Text-oriented network protocols

M

Mike Mimic

Hi!

I have just read in Programming Perl that Network protocols
should be text based (ASCII, UTF-8 ...). Why is this
better than binary data? Would not binary data be more
compact and so it would require less bandwith?


Mike
 
G

Gregory Toomey

Mike said:
Hi!

I have just read in Programming Perl that Network protocols
should be text based (ASCII, UTF-8 ...). Why is this
better than binary data? Would not binary data be more
compact and so it would require less bandwith?


Mike

Well its easier to debug eg I run my own mail server & just telnet to port
25 to test whether its working properly.

gtoomey
 
W

Walter Roberson

:I have just read in Programming Perl that Network protocols
:should be text based (ASCII, UTF-8 ...). Why is this
:better than binary data? Would not binary data be more
:compact and so it would require less bandwith?

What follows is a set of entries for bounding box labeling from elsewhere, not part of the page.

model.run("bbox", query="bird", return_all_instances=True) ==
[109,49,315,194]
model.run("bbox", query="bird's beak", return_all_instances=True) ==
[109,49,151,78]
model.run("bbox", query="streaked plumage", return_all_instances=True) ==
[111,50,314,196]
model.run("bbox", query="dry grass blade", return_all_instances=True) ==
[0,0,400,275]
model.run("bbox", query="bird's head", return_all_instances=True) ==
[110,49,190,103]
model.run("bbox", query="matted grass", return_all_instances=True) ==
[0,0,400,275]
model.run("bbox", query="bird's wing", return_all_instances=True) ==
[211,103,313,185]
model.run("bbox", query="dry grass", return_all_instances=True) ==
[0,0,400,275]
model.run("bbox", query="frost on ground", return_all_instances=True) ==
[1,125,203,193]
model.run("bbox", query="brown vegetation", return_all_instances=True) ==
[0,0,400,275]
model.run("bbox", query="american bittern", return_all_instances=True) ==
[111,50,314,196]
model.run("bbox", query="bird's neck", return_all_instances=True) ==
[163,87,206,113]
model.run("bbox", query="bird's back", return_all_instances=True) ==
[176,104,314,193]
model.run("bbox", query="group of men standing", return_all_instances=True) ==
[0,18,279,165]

What is correct binary on one machine might not be correct binary on
another machine. Therefore, unless one is deliberately building an
application with the intent to restrict its use to certain kinds of machines
(and you don't intend to upgrade even within your own company!),
then one runs into the possibility that binary data sent from one place
will be misunderstood at the other. There are well-established protocols
to alleviate this problem, such as use xdr transformations on both ends,
but those add noticable ugliness to the code itself, and add noticable
overhead to the size of the bytestream being transferred.

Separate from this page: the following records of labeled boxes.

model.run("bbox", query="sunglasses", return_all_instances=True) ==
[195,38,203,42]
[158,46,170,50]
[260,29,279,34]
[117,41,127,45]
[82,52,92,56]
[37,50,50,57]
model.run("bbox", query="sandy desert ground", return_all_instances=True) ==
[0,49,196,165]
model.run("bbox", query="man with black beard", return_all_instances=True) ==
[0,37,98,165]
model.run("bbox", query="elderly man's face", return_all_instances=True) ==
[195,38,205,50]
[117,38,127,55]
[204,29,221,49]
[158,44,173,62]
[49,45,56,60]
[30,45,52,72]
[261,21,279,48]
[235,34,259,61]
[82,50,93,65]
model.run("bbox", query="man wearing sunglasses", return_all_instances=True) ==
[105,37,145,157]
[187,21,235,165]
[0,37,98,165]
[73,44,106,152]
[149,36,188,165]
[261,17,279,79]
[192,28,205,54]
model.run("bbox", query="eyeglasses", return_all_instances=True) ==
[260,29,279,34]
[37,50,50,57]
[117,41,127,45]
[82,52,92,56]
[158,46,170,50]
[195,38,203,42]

Keep in mind that not all machines even use 2's-complement arithmetic,
that not all machines have the same size of 'int', that not all machines
agree on the byte order within an int, and that there are four different
possible byte orders within a long. And then you start getting into
floating point numbers and have to start worrying about the several
different incompatible IEEE floating point formats, together with the
legacy formats such as FORTRAN G's numbers being different than FORTRAN H's,
and then there are noticable numbers of floating point packages out there
that use formats that are only compatable with other packages from the
same manufacturer.

Have I talked yet about the different ways of handling denormalized numbers?
Or about the fact that it's not unusual for CPUs to have 80 bit floating
point numbers in microcode but compact that into 64 bits as soon as you
do an explicit store into memory, but every once in awhile you run
into a program that stores all 80 bits? Then there are differences
in how long doubles are implimented (the IEEE standards don't firmly
specify how big they are). And sometimes CPUs represent the same number
differently depending on the IEEE rounding mode, or depending on which
floating point exception masks are enabled...

Have you been seduced yet by the Dark Side? The temptation that if one
is going binary anyhow, that one should send *compressed* binary,
compressed with the algorithm you made up 5 minutes ago, or maybe compressed
with a standard enough algorithm except with the headers supressed because
the other end "will know" which compression algorithm is being used?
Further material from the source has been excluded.